2These may not seem serious, but when coupled with a number of false assumptions around the Track and Trace Application,  things become very problematic due to the inevitable compounding of requirements (including specific security requirements that are presently unresolved) such as the present extension to include connectivity to health records in order to provide a Vaccination Passport Travel Service.
3Elliptic Curve Cryptography is a type of public key cryptographic technique employing mathematical operations (over finite fields) with both public and private keys. This is a very strong and effective way to protect information, but only if the key management is correct. Apple's OF implementation uses NIST P-224 elliptic curves and only offers a maximum of 112-bit encryption strength.
4These include cryptographic analytics, network traffic analytics, log analyses etc. but there is a great deal more technical information in the references provided.
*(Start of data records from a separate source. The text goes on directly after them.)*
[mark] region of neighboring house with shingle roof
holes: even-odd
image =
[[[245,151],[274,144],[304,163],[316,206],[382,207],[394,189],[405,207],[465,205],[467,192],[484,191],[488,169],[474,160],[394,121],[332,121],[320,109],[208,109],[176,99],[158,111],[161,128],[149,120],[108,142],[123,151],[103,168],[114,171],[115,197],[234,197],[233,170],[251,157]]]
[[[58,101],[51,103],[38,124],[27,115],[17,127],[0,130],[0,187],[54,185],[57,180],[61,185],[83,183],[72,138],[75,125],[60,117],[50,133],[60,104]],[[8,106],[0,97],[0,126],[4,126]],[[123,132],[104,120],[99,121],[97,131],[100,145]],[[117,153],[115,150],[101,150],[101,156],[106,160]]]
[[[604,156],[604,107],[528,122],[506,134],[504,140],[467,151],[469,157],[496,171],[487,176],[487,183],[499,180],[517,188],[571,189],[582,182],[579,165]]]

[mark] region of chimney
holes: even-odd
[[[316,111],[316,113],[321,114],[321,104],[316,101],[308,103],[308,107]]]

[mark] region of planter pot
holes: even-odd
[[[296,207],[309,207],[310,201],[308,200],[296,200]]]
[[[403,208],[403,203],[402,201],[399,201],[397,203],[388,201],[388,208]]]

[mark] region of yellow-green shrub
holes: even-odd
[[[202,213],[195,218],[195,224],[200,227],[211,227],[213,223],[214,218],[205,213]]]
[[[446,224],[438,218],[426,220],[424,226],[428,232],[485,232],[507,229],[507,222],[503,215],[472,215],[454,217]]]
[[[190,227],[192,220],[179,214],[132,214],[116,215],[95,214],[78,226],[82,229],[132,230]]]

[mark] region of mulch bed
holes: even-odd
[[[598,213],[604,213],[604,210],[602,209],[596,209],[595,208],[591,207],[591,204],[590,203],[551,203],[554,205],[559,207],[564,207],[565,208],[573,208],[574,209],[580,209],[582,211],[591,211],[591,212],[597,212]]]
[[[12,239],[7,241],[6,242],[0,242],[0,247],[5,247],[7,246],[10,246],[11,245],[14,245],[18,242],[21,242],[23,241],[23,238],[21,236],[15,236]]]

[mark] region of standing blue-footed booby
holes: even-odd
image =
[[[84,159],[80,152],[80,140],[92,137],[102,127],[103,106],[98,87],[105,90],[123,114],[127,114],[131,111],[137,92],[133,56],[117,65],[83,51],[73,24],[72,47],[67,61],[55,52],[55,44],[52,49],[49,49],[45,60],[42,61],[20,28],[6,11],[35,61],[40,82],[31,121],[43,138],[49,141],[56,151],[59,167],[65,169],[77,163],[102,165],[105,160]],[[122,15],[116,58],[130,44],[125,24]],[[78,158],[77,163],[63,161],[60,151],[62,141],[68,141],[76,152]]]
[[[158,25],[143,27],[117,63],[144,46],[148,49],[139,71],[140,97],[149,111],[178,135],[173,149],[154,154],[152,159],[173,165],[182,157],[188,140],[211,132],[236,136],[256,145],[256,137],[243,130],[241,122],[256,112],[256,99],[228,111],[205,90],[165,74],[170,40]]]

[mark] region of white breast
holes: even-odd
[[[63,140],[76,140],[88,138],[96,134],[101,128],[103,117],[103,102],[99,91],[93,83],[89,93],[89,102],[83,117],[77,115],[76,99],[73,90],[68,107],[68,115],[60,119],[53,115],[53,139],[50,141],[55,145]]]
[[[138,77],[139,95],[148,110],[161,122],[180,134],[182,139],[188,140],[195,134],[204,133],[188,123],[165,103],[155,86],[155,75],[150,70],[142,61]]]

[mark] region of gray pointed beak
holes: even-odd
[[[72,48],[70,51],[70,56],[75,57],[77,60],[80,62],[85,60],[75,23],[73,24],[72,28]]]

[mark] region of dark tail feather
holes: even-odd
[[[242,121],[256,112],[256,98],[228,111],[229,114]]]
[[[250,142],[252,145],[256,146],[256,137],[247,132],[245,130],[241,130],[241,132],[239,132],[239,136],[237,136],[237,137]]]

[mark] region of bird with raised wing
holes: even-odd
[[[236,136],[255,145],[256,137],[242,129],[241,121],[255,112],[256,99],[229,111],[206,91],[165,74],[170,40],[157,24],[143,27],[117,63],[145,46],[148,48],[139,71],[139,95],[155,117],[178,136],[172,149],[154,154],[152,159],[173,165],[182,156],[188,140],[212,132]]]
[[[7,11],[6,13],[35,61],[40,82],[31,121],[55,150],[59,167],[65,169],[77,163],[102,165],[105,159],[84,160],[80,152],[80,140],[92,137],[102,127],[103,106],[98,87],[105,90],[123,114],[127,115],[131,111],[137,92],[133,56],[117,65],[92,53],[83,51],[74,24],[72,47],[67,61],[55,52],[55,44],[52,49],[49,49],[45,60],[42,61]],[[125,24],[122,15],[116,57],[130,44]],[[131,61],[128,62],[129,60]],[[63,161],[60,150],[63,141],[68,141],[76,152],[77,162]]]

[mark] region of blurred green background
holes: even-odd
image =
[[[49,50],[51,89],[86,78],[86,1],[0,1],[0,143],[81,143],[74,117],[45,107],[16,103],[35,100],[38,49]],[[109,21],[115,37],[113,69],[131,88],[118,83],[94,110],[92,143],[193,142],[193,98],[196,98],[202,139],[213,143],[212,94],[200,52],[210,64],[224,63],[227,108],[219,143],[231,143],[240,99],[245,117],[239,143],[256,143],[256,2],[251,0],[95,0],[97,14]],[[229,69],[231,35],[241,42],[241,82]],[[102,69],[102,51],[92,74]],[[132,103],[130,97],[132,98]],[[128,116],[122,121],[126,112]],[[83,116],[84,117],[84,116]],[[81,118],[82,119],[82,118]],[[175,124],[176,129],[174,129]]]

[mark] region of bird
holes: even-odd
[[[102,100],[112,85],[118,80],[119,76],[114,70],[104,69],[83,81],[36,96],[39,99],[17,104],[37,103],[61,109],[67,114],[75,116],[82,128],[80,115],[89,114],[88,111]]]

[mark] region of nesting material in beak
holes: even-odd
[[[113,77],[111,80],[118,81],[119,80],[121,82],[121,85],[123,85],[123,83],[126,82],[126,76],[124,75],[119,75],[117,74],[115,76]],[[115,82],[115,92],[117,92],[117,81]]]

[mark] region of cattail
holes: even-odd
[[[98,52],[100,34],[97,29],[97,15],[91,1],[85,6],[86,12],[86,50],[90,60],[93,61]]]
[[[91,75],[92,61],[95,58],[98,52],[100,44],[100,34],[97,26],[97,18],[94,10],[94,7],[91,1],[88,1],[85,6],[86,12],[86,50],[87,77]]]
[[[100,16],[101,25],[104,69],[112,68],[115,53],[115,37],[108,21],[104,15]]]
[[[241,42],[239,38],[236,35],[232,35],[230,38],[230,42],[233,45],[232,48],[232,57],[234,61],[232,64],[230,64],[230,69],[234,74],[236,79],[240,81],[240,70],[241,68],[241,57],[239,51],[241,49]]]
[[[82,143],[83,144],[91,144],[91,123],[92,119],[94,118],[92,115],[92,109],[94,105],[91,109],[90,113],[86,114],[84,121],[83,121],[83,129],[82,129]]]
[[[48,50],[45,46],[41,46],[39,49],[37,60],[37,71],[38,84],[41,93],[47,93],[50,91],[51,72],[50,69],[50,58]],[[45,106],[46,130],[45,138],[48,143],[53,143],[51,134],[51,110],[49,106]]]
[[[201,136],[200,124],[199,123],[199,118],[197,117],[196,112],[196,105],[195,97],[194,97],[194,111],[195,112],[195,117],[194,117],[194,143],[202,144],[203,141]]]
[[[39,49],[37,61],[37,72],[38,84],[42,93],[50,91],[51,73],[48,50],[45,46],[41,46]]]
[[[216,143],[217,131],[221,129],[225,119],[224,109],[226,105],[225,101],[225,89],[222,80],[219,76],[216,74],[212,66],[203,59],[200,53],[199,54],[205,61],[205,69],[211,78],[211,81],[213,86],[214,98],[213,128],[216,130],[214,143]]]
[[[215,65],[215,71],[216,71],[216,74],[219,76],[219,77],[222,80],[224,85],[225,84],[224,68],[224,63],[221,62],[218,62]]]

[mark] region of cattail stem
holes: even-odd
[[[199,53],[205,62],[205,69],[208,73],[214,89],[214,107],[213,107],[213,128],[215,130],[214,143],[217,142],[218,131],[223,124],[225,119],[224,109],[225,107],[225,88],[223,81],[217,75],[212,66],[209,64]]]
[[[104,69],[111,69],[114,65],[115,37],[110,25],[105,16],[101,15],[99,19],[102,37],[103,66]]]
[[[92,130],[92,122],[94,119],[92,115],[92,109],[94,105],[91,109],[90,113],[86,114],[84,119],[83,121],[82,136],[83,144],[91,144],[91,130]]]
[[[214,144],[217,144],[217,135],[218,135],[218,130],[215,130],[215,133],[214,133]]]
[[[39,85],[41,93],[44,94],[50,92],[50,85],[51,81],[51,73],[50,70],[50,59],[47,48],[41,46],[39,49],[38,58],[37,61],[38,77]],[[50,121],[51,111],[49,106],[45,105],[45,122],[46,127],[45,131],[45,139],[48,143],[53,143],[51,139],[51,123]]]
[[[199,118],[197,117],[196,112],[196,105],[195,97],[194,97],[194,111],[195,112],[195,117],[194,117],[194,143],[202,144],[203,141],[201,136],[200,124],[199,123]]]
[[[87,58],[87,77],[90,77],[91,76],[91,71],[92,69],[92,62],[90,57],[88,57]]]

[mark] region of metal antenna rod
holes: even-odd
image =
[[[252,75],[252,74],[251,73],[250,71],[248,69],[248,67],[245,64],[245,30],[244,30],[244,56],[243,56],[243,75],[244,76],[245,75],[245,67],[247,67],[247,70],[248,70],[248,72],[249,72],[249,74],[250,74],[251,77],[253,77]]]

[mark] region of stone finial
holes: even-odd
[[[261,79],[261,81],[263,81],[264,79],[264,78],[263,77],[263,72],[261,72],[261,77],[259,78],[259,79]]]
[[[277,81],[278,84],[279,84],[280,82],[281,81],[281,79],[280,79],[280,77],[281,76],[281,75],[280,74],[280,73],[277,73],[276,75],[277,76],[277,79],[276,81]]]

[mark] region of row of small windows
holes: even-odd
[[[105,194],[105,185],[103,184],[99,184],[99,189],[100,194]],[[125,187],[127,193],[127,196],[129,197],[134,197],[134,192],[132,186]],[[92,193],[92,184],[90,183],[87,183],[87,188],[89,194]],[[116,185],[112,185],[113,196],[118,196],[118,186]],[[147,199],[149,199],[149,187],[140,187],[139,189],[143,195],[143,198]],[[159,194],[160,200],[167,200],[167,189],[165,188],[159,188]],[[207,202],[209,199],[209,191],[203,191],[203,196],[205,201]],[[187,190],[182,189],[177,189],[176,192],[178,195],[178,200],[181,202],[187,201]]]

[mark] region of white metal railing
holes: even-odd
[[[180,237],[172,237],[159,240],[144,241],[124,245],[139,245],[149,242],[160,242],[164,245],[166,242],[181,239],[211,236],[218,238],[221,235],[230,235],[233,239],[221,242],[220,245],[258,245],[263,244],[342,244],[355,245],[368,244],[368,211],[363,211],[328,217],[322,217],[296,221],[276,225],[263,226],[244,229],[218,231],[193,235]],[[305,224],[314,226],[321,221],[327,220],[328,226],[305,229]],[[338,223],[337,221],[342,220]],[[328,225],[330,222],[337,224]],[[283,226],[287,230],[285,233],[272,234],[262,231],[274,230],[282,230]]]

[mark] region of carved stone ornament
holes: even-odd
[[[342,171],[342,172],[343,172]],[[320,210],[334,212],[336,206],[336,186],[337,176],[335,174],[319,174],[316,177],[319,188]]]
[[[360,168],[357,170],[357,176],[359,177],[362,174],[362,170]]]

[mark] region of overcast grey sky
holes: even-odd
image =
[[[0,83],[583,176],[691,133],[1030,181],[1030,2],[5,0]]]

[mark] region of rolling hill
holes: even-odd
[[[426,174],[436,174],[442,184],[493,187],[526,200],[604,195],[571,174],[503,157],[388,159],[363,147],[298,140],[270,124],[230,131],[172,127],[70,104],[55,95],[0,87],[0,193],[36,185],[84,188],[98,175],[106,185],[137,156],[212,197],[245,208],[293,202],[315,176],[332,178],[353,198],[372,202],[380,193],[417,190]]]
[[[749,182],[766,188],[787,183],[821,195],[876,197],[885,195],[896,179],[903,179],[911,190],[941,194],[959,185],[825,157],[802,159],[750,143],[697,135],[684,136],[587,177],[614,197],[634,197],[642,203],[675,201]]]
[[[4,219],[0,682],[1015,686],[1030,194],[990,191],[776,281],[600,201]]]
5This critical information is encrypted using Advanced Encryption Standard – Galois Counter Mode (AES-GCM) using the keychain label 'Beacon Store' but the key length/complexity is limited.
6Such devices employ Apple's proprietary Secure Enclave Processor architecture as the Trusted Execution Environment...where present. Older Apple equipment may not offer this level of attestation, so the level of assurance will necessarily be much lower.
7A maximum of 4 reports from a single lost device, every 30 minutes.
8The genuine owner of the lost device will be required to authenticate with Apple's iCloud server using their Apple-Id accompanied by a search party token specific to the device. (The search-party-token varies according to a random, time-specific mechanism deployed by Apple and includes short lifetime anisette data for accommodating previously authenticated systems.)
9Genuine reports comprise a NIST approved Secure Hash Algorithm(SHA) processed owner's advertisement public key.
10It is not entirely clear how long Apple retain the geographic location information, but considering the volumes of data from such a network of IoT reporting, the OF service will probably represent quite a narrow window of opportunity available to owners of lost devices.
11Many countries' law enforcement may wish to employ legal powers of data seizure, placing 'perceived dissidents' at risk.
12As specified for network and information systems defined in legislative regulations  (pg.3 – 3(g)), HMG as operators of essential services and relevant digital service providers, especially regarding the enforcement of breach of duties.
13This is true even if the devices are in a quiesced state such as flight mode.